(Read only when safe. A lot of emotions from a POV of someone who's close to the person who has a problem with self-harm. I'm looking for an advice because I really want to help, so your ideas could be useful).
At the beginning I have to say that I used to cut so that's not an unknown thing for me. What's new is that having a problem is completely different than helping someone with the same problem.
I have a friend. She cuts herself. For a long time we dealt with that together. I was just trying to be around that she would trust me enough to know that she can always turn to me first before anything will happen. It worked. She even decided to promise me that she will come and talk first. We had dozens of nervous moments but as a result she didn't cut for months.

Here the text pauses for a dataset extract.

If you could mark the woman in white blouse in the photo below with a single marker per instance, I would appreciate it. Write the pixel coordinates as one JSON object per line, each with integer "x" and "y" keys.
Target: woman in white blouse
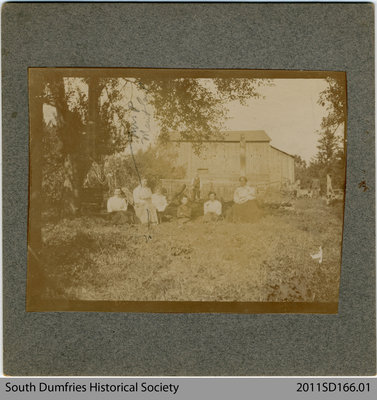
{"x": 144, "y": 208}
{"x": 245, "y": 208}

It worked. Until it didn't.
One day I did my best but it wasn't enough. She - kinda - did it almost in front of me. She locked herself in a bathroom so I knew what's going on. I tried to get in, begging her to open the door and stop. Then I've heard that there's no need to beg and waste my breath because it's already done.
It was shocking. Truly shocking. For a moment I stopped feeling anything like somebody would hit me in the head. Everything went quiet. I - finally - mechanically opened that door, grabbed her and tried to take care of the situation. She kept asking "will you say anything, just say something, why are you silent" but I just couldn't find any word in my mind. That's when she started to apologize. I said that "there's no need to apologize me - forgive yourself". She said that she's sorry that she did it in front of me - she didn't want me to watch but she promised to talk first - so she was stuck.

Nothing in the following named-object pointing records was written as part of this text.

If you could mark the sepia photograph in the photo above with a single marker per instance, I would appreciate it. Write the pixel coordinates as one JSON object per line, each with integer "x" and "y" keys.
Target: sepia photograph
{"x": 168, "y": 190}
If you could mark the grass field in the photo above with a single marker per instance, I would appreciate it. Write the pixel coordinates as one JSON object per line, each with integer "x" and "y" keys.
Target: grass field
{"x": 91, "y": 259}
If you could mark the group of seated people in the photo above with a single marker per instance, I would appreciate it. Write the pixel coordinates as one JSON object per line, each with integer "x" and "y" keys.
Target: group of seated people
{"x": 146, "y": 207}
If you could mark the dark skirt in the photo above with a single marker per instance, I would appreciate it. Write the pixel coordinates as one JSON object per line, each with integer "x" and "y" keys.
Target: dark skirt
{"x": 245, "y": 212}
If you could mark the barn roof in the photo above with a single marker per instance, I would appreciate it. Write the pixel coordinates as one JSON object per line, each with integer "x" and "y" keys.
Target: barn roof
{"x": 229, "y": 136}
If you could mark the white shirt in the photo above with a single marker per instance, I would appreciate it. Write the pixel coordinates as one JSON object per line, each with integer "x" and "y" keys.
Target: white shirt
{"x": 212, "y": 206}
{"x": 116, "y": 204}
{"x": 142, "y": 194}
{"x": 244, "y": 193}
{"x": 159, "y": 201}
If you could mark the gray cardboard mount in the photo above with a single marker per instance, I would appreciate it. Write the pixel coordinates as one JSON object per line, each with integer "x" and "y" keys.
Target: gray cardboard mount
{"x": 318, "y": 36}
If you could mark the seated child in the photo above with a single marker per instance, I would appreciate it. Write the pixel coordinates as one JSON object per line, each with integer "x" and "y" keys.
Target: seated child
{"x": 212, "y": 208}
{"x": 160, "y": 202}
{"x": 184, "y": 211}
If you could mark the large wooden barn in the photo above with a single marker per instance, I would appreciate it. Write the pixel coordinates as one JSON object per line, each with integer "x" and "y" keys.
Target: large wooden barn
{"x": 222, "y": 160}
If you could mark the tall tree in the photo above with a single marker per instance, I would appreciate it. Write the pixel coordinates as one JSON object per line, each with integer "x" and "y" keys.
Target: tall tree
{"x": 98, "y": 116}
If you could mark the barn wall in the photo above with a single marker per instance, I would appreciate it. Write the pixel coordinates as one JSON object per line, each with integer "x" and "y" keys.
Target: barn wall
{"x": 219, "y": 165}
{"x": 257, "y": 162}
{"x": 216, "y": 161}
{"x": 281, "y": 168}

Since that time I'm afraid that it's gonna happen again. I've got a feeling that I've had to let her down somehow and that's why did it happen. I feel responsible for that. And guilty. I find it really trigerring to me to talk with her about the problem now. Also - I'm not sure if she will come to me again. What if she'll decide to protect me and keep it to herself? I don't want her to be alone with that. I know how it's like to be alone...
Is that my fault? What did I do wrong? What more could I do than to be around? How to react for a failure? It just knocked me down.
Just a few questions: how to help? What to do if it don't work?